Comment rendre les filles moins vulnérables
Dans le cadre de cette étude sur les grossesses précoces, certaines recommandations ont été formulées, notamment à l’endroit du ministère de l’Education nationale. Au-delà des questions de santé sexuelle et reproductive, la grande leçon apprise de l’étude est que la santé des élèves doit être inscrite comme une priorité dans la définition des politiques publiques éducatives. Ainsi, il apparaît nécessaire de préconiser des mesures qui articulent l’action de la santé scolaire aux activités pédagogiques d’information et d’accompagnement des jeunes scolarisés. Cela, afin de les rendre moins vulnérables et aptes à amoindrir la pression des pairs.
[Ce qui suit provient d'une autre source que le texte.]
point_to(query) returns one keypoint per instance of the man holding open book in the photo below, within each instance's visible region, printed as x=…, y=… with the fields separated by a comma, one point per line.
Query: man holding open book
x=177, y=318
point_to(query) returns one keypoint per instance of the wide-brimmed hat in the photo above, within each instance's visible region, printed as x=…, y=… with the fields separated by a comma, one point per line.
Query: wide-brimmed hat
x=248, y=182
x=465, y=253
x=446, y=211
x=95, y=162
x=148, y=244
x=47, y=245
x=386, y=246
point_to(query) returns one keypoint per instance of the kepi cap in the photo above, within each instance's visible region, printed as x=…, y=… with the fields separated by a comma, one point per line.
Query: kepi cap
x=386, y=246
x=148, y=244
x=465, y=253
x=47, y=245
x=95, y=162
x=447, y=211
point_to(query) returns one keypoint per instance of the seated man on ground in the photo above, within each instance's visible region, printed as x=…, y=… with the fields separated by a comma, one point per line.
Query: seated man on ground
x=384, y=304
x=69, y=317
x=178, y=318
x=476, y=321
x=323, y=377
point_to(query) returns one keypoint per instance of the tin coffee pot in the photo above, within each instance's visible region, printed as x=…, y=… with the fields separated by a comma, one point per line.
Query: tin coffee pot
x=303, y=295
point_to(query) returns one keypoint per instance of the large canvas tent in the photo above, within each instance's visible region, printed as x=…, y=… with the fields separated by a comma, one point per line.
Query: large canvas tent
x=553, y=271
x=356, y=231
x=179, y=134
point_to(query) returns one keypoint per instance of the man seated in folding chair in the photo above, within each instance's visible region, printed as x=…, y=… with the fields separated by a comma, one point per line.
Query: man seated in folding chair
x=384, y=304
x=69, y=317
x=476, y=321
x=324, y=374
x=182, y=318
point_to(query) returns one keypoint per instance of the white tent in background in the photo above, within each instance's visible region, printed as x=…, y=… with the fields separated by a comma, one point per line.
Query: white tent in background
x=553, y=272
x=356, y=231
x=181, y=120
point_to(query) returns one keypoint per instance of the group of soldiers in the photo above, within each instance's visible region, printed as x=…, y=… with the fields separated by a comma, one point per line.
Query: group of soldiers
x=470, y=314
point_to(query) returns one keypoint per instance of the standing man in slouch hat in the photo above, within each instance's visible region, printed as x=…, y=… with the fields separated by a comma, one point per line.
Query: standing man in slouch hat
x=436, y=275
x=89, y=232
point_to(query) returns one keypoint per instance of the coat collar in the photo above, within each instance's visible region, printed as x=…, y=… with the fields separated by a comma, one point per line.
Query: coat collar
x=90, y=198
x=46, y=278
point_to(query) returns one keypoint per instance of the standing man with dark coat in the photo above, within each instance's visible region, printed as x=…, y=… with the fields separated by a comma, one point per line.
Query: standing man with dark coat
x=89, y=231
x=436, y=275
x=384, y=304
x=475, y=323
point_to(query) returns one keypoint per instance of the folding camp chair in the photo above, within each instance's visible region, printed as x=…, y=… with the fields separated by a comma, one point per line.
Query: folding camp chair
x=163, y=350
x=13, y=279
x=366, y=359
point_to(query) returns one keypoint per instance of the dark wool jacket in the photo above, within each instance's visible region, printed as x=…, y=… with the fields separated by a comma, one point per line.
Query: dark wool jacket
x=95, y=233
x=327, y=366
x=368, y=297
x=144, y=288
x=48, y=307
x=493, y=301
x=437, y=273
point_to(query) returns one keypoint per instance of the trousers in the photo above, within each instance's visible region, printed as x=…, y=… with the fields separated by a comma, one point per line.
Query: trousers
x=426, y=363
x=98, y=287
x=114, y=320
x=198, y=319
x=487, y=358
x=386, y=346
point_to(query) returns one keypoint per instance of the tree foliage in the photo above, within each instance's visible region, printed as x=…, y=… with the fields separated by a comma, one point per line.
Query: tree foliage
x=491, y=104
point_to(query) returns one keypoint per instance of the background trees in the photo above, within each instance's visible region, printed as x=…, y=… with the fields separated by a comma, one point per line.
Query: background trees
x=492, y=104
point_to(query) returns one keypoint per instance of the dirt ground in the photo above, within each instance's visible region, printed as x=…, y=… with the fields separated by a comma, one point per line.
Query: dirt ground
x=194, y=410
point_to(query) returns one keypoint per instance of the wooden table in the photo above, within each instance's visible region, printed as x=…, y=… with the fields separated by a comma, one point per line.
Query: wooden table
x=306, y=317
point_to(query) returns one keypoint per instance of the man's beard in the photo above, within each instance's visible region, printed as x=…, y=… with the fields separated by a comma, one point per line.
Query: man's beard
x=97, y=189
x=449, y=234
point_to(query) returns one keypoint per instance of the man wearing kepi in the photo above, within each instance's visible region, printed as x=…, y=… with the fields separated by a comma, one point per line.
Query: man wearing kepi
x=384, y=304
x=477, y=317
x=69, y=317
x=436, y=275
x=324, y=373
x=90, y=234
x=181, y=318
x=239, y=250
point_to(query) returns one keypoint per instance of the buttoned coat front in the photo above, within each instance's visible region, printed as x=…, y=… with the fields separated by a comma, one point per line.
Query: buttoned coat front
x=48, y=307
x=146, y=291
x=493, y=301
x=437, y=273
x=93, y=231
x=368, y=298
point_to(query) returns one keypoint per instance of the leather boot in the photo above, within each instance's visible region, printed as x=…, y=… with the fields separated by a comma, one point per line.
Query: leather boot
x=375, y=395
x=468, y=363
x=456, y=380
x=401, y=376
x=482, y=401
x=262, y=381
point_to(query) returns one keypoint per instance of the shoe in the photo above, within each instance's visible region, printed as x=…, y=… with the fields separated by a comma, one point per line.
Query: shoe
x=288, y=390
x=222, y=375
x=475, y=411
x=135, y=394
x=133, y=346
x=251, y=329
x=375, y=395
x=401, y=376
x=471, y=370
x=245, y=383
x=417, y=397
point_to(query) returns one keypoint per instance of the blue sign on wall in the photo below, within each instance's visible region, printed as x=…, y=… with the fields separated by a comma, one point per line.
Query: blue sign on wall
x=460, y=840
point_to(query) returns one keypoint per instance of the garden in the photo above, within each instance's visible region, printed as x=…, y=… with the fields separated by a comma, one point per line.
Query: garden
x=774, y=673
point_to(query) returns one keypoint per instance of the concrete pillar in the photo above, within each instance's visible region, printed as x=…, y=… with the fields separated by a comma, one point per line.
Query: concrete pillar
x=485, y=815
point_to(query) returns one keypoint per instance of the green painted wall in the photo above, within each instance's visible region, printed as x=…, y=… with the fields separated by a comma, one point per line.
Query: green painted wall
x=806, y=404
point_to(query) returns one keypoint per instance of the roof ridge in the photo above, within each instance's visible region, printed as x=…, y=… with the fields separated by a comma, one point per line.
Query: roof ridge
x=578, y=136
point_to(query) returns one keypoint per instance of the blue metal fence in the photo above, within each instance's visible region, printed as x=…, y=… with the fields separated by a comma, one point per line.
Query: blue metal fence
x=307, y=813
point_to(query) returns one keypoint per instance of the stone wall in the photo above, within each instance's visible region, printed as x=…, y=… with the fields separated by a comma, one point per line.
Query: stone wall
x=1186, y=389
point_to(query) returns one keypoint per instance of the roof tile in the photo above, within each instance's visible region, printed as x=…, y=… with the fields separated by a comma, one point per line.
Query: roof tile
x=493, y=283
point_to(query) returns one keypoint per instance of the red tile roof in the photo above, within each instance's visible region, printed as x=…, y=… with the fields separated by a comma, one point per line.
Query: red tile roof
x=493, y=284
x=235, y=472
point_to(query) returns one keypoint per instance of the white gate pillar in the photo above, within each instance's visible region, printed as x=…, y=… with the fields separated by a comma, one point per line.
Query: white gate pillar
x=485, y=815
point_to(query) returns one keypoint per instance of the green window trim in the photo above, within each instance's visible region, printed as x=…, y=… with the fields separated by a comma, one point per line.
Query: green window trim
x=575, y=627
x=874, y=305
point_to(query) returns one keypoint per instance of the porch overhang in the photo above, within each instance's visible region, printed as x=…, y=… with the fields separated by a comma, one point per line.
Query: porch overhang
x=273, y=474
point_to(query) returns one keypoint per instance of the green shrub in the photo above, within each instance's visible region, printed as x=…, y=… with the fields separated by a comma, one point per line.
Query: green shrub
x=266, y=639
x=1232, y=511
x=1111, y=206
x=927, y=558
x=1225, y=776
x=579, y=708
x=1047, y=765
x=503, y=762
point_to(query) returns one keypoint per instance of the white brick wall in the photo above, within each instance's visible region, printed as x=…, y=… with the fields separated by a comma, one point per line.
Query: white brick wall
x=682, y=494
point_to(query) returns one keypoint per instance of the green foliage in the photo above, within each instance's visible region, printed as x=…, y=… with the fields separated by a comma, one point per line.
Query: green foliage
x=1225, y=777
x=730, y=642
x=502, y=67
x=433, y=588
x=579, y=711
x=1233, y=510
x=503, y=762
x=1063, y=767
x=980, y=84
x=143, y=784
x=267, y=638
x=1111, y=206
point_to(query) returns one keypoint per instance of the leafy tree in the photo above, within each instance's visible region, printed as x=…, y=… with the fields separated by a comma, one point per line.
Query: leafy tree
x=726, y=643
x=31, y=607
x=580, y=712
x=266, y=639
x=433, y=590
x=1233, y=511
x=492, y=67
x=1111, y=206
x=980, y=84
Ces recommandations s’inscrivent dans trois rubriques : la collecte des données, la prévention et l'accompagnement des élèves. C'est dans ce cadre que l'Association des journalistes en santé, population et développement (Aspj), déroule un projet dénommé «Voix pour la santé» financée par une Ong Planned Prenthood Global, qui a pour ambition de mener un plaidoyer pour l'accès des adolescents et des jeunes aux Services de santé de la reproduction des adolescents et des jeunes (Sraj).
Pilotées par Ndèye Fatou Wade, des antennes décentralisées ont été menées au niveau national pour développer une opinion publique positive sur cet accès aux services Sraj afin de prévenir les grossesses précoces, sources de discorde familiale et de maladies sexuelles qui freinent l'avenir des jeunes, mais aussi le développement du pays.